The U.S. Department of Justice is working with NCUA and numerous international law enforcement agencies, including Interpol, for the repatriation of the U.S. credit union funds as the scope of the international criminal case expanded with seven more individuals indicted on Friday, making a total of 16 charged in the case.

So far, authorities have traced almost $6 million in fraudulent loan proceeds transferred to Macedonian and Albanian bank accounts by Koljo Kikolovski, a purported head of a Macedonia crime syndicate who is in federal prison in Cleveland awaiting trial in the case. Nikolovski, an Albania national who maintains homes in Skopje and in the Cleveland suburb of Eastlake where the credit union was based is among those charged with bribing the CEO of St. Paul Croatian to obtain millions of dollars in loans they had no intention of repaying. A federal court last month ordered the Kapital Bank in Skopje to return $2.3 million of funds Nikolovski wired there that were purportedly proceeds from credit union loans.

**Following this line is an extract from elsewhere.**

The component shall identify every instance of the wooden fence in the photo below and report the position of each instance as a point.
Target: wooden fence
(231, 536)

“Federal and local investigators continue to peel away at the layers of fraud and corruption that were visited upon this financial institution,” Steven Dettelbach, U.S. Attorney for the Northern District of Ohio, said Friday after seven more individuals were charged in the case. “This investigation is ongoing, and will not stop until we have run down every lead.”

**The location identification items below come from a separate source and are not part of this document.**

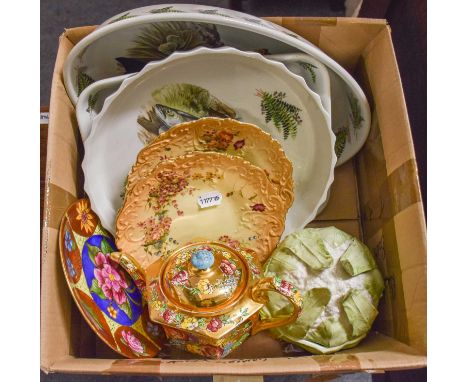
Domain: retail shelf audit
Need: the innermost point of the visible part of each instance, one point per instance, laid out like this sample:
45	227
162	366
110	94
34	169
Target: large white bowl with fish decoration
126	42
206	82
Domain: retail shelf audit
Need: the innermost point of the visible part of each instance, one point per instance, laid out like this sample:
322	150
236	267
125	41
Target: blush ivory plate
207	82
315	74
104	293
126	42
162	211
226	136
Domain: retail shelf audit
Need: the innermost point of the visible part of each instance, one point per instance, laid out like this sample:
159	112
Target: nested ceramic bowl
126	42
205	82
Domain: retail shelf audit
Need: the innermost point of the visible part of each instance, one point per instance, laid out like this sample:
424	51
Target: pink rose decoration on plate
180	278
214	325
227	267
132	342
259	207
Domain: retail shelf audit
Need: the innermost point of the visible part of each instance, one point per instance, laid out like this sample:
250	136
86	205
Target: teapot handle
132	268
283	287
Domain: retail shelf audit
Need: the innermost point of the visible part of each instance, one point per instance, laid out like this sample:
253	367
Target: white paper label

Authorities are also tracing almost $4 million in St. Paul Croatian FCU funds they believe Nikolovski wired to the Balkans, including $670,000 to Eurostand Bank in Skopje, according to court documents in the case.

The records also show that Marko Nikoli, another individual indicted in the case, wired $442,500 from a credit union loant to Komerceijalna Bank Ad in Skopjie and $495,000 to Eurostandard Bank in Skopje.

According to Friday’s indictments, one borrower, Skender Demeri, obtained 17 loans totaling $1.6 million from the credit union, some of which he wired to an account in a German bank, Volksbank Goppingen eG.

The foreign transfers were typically laundered through a local bank, either Cleveland’s Key Bank Cincinnati’s Fifth Third Bank or Charter Bank, according to authorities.

Six others were charged in the case Friday: Arben Alia, 34, of Eastlake, who allegedly obtained $4.5 million in St. Paul Croatian loans, Ilu Marku, 34, of Willowick, Vaso Shani, 36, of Eastlake, Alban Sulkaj, 35, of Clinton Township, Mich., Zoge Ahmetaj, 68, of Eastlake, and Qerim Ahmetaj, 74, of Eastlake.

The loans were approved by the credit union’s CEO, Anthony Ragucz, who is awaiting trial on charges of bribery, bank fraud and money laundering in the case. Authorities say Ragucz approved more than 1,000 fraudulent loans with no collateral to 300 account holders. Many of them in the name of phony businesses, even though St. Paul Croatian was never approved to make business loans.

To conceal the scheme and to prevent the loans from appearing on the books as delinquent, Ragucz rewrote the loans with new repayment terms using fictitious names and names of credit union members without their knowledge, the indictment said. He even rewrote loans in the names of dead people, according to the charges. When NCUA undertook to liquidate the remnants of the credit union thousands of members said they knew nothing of the loans taken out in their names.

Investigators have traced $70 million of the fraudulent loans so far but believe the fraud is much bigger. NCUA estimates the fraud will cost the National CU Share Insurance Fund as much as $170 million in losses, making it the biggest credit union fraud ever.

The impact of the massive fraud scheme is broadening, according to authorities, who believe the credit union was used to finance an $8 million real estate investment scheme that bilked dozens of parishioners at Sp. Paul Croatian Church. In addition, at least two local churches and three credit unions as far away as Oregon lost hundreds of thousands of dollars in uninsured deposits after NCUA liquidated the credit union.